Die Teilbegehren zu c), d), e) und g) bauen darauf auf, dass das konkret angesprochene Vergabeverfahren zum Austausch von Aluminium-Leitschienen beim Bauvorhaben "Mitte" der ÖSAG/ASFINAG noch nicht abgeschlossen bzw die in Auftrag gegebenen Arbeiten noch nicht abgeschlossen worden sind. Ob diese Prämissen zutreffen, steht nicht endgültig fest. Der aktenkundige Umstand, dass bereits ein Nachprüfungsverfahren stattgefunden hat, ließe vielmehr den Schluss zu, dass das Vergabeverfahren schon beendet und der Leistungsvertrag zustandegekommen ist (vgl § 103 BVergG 2002).
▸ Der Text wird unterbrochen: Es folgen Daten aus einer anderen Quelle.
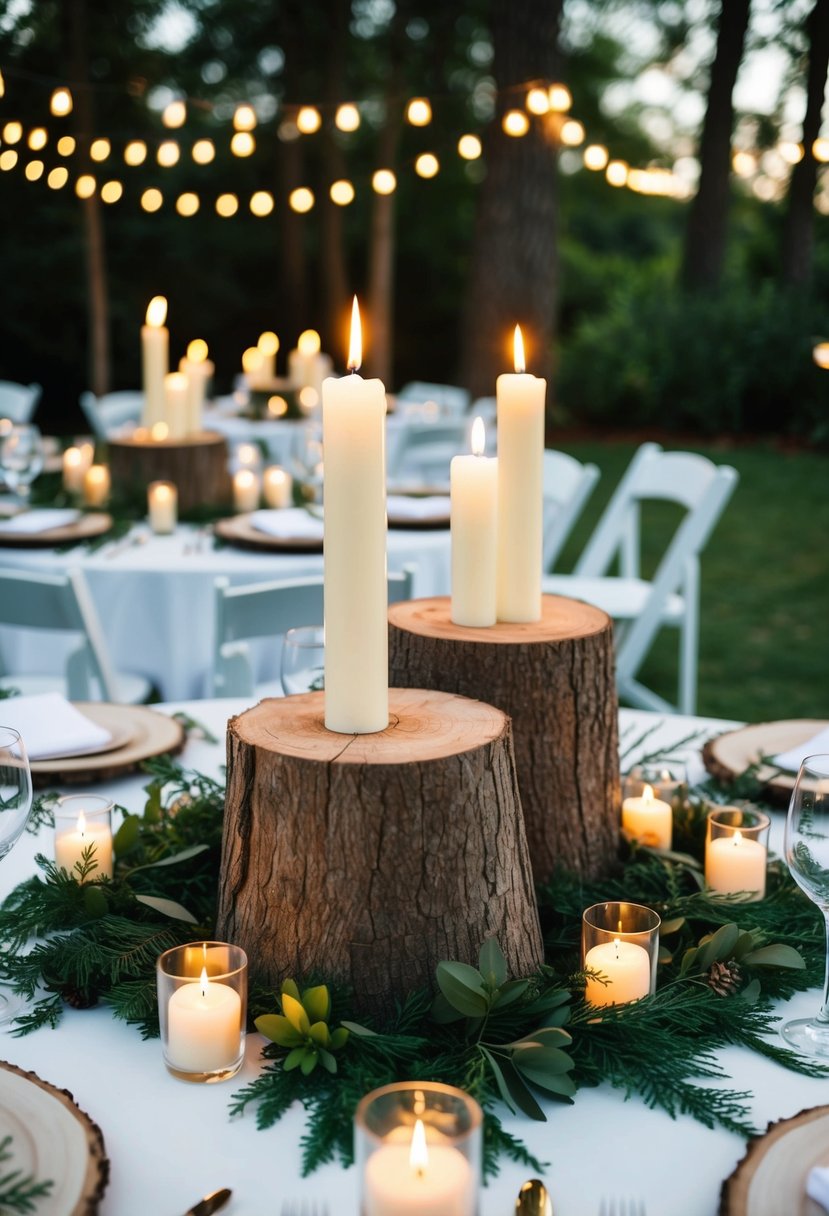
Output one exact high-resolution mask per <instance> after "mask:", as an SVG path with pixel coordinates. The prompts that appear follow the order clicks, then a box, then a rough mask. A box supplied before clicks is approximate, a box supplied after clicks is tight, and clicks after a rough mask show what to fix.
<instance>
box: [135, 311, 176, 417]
mask: <svg viewBox="0 0 829 1216" xmlns="http://www.w3.org/2000/svg"><path fill="white" fill-rule="evenodd" d="M165 320H167V300H165V299H164V297H163V295H153V298H152V299H151V300H150V304H148V306H147V317H146V325H143V326H142V327H141V368H142V373H143V412H142V416H141V421H142V422H143V426H145V427H152V426H153V424H154V423H156V422H162V421H163V420H164V377H165V376H167V372H168V367H169V353H170V332H169V330H167V328H165V326H164V321H165Z"/></svg>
Soweit das Klagebegehren aber ein Tun oder Unterlassen der Beklagten in einem bereits abgeschlossenen Vergabeverfahren zum Gegenstand hat, käme es zu spät und wäre nicht berechtigt.

Auch das Rechtsmittelgericht darf die Parteien nicht mit einer Rechtsansicht überraschen, auf die sie im Verfahren erster Instanz überhaupt nicht Bedacht genommen haben (SZ 69/238; RIS-Justiz RS0037300) und auf die sie vom Gericht nicht aufmerksam gemacht wurden (ARD 4908/30/98). Damit erweist sich eine Aufhebung der Rechtssache im aufgezeigten Umfang zur Erörterung der genannten Umstände als unumgänglich. Den Klägerinnen wird dabei auch Gelegenheit zu geben sein, die sprachlich nicht klar verständliche Fassung ihres Begehrens zu f) zu verbessern; auch wird mit ihnen zu erörtern sein, ob ihr Begehren zu h) nicht schon in den allgemeiner gefassten Begehren zu a) und b) enthalten ist.

Der Revision ist Folge zu geben.

Die Kostenentscheidung des Teilurteils beruht auf § 52 Abs 2 ZPO, der Kostenvorbehalt im Aufhebungsbeschluss gründet sich auf §§ 50 Abs 1, 52 Abs 1 ZPO.